Saya sering dipukul guru karena tidak bisa menjawab pertanyaannya. Guru saya menganggap saya malas, dan menganggap bahwa saya adalah orang yang gagal dan mungkin tidak akan bisa jadi orang yang sukses serta tidak bisa meraih apapun dimasa depan. Padahal saya selalu berusaha keras ketika belajar. Saya juga pernah mendapat peringkat 36 dari 39 siswa di kelas. Setidaknya saya masih bersyukur bukan jadi yang paling buruk. Saya sering dapat nilai nol saat ujian matematika, sehingga saya selalu keringat dingin dan gemetar kalau harus dirsuruh menunjukkan hasil ujian kepada orang tua. Jadi, kalau kamu mengalami apa yang saya alami, tenang saja, kamu tidak sendirian.

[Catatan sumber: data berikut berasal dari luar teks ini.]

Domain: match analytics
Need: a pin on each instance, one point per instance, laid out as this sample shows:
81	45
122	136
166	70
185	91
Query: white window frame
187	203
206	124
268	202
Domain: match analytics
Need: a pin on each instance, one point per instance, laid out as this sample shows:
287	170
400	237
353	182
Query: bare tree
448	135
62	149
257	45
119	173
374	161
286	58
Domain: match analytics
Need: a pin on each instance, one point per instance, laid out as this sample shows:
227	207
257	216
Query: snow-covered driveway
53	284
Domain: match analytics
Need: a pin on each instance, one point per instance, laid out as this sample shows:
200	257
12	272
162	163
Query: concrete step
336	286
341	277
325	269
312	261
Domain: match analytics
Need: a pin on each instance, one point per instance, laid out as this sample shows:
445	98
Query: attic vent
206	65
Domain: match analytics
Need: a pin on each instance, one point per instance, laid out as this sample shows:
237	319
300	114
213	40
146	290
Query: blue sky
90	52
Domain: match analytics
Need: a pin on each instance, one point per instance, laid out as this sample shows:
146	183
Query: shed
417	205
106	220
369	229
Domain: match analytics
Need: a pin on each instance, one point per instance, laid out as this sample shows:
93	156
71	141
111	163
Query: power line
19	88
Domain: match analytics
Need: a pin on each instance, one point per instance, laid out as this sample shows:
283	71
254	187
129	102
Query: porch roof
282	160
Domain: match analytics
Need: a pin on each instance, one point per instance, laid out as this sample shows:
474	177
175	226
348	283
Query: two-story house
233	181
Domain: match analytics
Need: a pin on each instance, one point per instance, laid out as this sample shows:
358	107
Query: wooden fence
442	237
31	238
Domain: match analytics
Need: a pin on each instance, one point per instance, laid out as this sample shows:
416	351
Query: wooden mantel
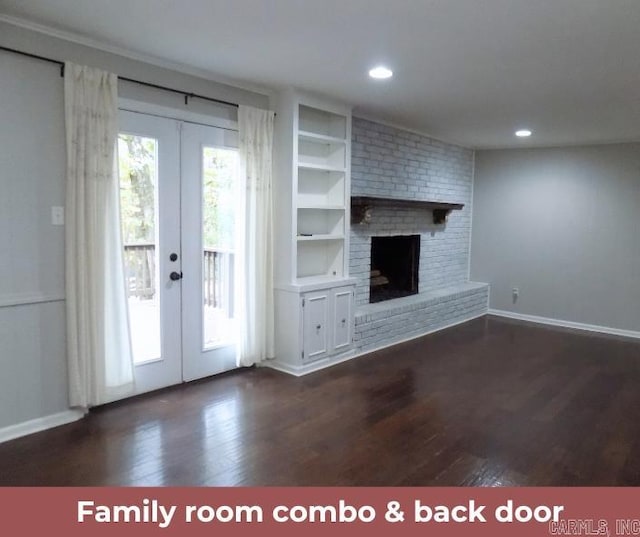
361	207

Kamu juga bukan orang gagal yang terlahir dengan kemalangan.
Terlahir dalam lingkungan yang menganggap saya orang bodoh justru menjadi pemacu semangat tersendiri bagi saya. Untungnya saya tidak berlarut-larut dalam kemalangan dan menyerah pada takdir begitu saja. Saya berusaha untuk segera bangkit agar bisa membuktikan pada orang-orang yang dulu pernah merendahkan saya, bahwa saya tidak seperti apa yang mereka bayangkan.

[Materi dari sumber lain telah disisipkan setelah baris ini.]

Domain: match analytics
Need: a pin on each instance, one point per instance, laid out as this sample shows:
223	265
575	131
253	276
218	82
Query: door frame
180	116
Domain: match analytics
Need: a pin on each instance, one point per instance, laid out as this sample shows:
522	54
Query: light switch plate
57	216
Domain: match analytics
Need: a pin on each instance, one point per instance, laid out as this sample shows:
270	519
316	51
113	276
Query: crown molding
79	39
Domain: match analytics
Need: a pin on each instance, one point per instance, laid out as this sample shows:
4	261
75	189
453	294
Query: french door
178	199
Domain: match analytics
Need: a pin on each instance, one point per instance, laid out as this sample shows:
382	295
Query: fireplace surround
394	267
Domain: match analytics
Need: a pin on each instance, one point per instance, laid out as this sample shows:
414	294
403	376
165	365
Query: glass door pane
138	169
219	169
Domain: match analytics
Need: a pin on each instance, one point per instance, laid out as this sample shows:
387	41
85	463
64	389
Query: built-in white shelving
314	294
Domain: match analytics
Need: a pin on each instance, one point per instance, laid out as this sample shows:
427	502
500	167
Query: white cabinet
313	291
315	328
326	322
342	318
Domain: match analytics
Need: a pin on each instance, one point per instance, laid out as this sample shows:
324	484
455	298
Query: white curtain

Tahukah kamu bahwa tubuh manusia mempuanyai daya adaptasi yang luar biasa! Tidak percaya? Sekarang coba saya bertanya, apakah kamu bisa berlari selama 1 jam non stop? Mungkin saat ini kamu menjawab, “tidak bisa”. Sewaktu saya bergabung dengan klub Tae-kwon-do di SMA dulu, salah satu syarat untuk bisa mengikuti ujian kenaikan tingkat adalah harus bisa berlari selama satu jam. Saya juga punya pikiran bahwa mustahil saya bisa berlari selama 1 jam. Namun setelah saya berlatih dan membuat target, ajaibnya saya mampu untuk melakukannya! Setelah itu saya berfikir, kalau hal ini berhasil bagi tubuh saya, mungkin ini juga akan berhasil bagi otak saya.

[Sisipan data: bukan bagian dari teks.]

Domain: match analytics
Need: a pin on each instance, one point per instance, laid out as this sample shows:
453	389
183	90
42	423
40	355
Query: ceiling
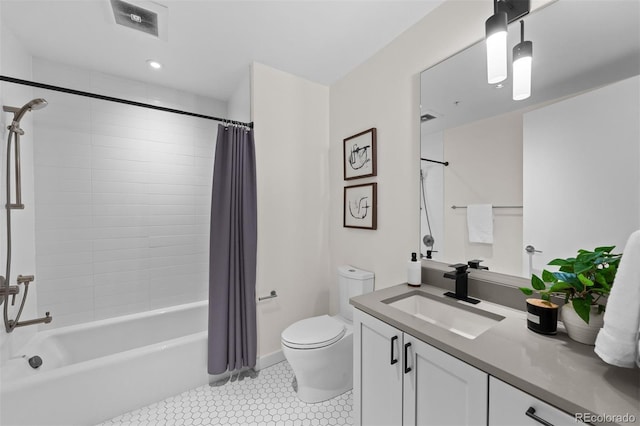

Saya “memerintahkan” pikiran saya agar bisa memahami informasi dengan baik. Saya tidak akan memaafkan otak saya kalau saya tidak bisa memahami pelajaran disekolah. Sehingga saya melatih dan memaksa diri ini agar, bagaimanapun caranya, saya harus bisa memahami pelajaran dengan baik. Misalnya begini, kalau orang biasa hanya perlu membaca tulisan satu kali agar paham, saya mungkin harus baca tiga sampai empat kali baru bisa sepenuhnya paham.
Cara ini mungkin sangat susah, saya tidak akan mengatakan bahwa ini adalah hal yang mudah. Tapi kuncinya, semua berasal dari niat. saya sudah bertekad pada diri saya, “tidak mau tahu, harus bisa!”.
Hasilnya luar biasa, ternyata saya berhasil!
Perlahan saya mulai bisa mengurangi tingkat disleksia saya, hingga menjadi taraf yang bisa dibilang tidak mengganggu lagi. Ya, meskipun sesekali masih sering kambuh, tapi itu bukan masalah besar.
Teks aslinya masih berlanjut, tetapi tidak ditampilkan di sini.